Wspomniany powyżej potencjał rozrywkowy filmu Abraham Lincoln kontra zombie jest jednak mocno ograniczony. Naciągana fabuła, drętwe dialogi oraz widoczny brak budżetu sprawiają, że film ten dobrze ogląda się jedynie po odpowiednim mentalnym przygotowaniu. Doskonale się sprawdza po ciężkim tygodniu pracy, kiedy potrzebujemy wysoce odmóżdżającej rozrywki.
Tym co dodatkowo psuje specyficzną przyjemność obcowania z Abraham Lincioln kontra zombie jest nieznośny szacunek z jakim Lincolna odnoszą się inne postaci. Nawet widok dekapitowanych zombie (one przynajmniej nie kadzą prezydentowi), powoduje mniejsze retorsje ze strony układu pokarmowego.

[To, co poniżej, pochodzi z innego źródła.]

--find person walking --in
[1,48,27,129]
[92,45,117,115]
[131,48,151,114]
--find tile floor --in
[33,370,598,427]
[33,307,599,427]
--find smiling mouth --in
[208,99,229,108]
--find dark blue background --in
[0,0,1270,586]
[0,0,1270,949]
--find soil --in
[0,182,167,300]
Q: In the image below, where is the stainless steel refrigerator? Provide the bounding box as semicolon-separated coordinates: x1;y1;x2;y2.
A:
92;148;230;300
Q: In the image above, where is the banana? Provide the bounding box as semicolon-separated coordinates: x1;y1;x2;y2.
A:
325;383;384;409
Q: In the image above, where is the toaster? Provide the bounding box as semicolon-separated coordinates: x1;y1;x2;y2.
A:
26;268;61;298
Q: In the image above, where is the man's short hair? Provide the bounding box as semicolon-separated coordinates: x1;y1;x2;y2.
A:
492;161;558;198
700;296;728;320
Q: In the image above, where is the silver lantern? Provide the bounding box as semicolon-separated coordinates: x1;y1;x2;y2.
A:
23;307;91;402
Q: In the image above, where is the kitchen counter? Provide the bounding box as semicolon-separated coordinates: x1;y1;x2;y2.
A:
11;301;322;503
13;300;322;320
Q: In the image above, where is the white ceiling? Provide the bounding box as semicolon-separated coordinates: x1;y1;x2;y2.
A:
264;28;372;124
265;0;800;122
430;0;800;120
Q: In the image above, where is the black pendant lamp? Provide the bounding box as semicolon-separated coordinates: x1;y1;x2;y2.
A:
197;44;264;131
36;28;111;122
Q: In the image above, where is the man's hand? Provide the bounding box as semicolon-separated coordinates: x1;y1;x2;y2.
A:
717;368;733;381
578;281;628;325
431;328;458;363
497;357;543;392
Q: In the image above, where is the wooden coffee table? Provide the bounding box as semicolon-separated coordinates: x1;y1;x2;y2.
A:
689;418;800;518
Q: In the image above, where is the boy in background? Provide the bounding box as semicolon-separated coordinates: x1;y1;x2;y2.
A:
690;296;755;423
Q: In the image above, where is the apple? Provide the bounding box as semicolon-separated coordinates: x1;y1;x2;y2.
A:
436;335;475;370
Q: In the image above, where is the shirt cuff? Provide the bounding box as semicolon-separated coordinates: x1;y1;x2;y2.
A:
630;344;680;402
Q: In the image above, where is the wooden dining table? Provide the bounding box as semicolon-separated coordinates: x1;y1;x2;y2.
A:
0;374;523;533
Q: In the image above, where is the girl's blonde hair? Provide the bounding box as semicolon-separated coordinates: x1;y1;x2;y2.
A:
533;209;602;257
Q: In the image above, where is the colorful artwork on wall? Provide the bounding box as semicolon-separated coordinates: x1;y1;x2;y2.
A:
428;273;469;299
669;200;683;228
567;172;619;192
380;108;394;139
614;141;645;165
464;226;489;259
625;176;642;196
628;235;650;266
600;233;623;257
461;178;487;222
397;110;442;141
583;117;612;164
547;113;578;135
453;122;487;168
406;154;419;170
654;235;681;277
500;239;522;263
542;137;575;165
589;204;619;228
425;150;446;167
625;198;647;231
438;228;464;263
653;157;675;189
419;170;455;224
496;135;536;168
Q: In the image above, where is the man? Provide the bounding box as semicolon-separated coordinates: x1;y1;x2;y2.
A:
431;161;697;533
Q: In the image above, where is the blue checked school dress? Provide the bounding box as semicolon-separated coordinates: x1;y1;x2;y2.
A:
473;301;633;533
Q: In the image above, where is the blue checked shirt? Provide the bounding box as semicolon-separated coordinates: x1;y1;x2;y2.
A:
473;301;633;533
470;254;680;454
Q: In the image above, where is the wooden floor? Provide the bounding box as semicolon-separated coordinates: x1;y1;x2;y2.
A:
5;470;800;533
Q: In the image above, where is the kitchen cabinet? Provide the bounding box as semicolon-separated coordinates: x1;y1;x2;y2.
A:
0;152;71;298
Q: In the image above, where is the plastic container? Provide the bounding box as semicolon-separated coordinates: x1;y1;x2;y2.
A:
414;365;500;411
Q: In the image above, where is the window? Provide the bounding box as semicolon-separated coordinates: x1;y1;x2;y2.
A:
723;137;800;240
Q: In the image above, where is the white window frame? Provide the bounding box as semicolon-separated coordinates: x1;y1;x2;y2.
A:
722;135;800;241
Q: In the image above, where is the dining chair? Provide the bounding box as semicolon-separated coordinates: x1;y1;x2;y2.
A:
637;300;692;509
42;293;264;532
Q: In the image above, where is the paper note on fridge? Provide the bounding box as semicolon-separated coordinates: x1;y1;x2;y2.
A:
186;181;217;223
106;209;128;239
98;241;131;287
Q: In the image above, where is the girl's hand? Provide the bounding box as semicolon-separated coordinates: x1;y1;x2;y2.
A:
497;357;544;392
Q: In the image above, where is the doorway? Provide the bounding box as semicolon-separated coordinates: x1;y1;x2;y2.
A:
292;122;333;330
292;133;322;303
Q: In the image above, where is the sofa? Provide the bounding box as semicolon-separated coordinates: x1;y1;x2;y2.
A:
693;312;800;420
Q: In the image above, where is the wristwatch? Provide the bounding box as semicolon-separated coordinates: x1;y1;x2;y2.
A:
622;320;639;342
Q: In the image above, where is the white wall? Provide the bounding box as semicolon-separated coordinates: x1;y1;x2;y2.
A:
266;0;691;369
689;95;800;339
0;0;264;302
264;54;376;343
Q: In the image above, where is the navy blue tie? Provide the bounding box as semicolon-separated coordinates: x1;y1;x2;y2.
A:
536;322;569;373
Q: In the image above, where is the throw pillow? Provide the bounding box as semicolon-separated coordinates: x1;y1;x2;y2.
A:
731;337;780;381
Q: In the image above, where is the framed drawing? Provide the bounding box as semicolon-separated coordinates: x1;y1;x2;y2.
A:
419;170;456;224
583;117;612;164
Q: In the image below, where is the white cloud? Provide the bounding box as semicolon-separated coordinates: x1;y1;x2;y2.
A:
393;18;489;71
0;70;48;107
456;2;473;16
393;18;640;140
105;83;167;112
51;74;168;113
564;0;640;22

Podobno tego typu uwielbienie dla narodowych symboli, to cecha wszystkich amerykańskich filmów. Jeśli tak, to ten jest tego zjawiska absolutnie szczytowym przejawem.
Podsumowując, nie wiem czy będę miał nieodpartą ochotę konsumować więcej tego typu tekstów kultury popularnej. Jednak tych 96 minut projekcji nie uważam za czas stracony. Wszak żeby móc docenić dobre dzieła, trzeba czasem poznać ich przeciwieństwo.
Abraham Lincoln kontra zombie (Abraham Lincoln vs. Zombie), 2012, Four Score Films, scen. Richard Schenkman, reż. Karl Hirsch Lauren Proctor, grają: Bill Oberst Jr., Jason Vail, Baby Norman, Don McGraw.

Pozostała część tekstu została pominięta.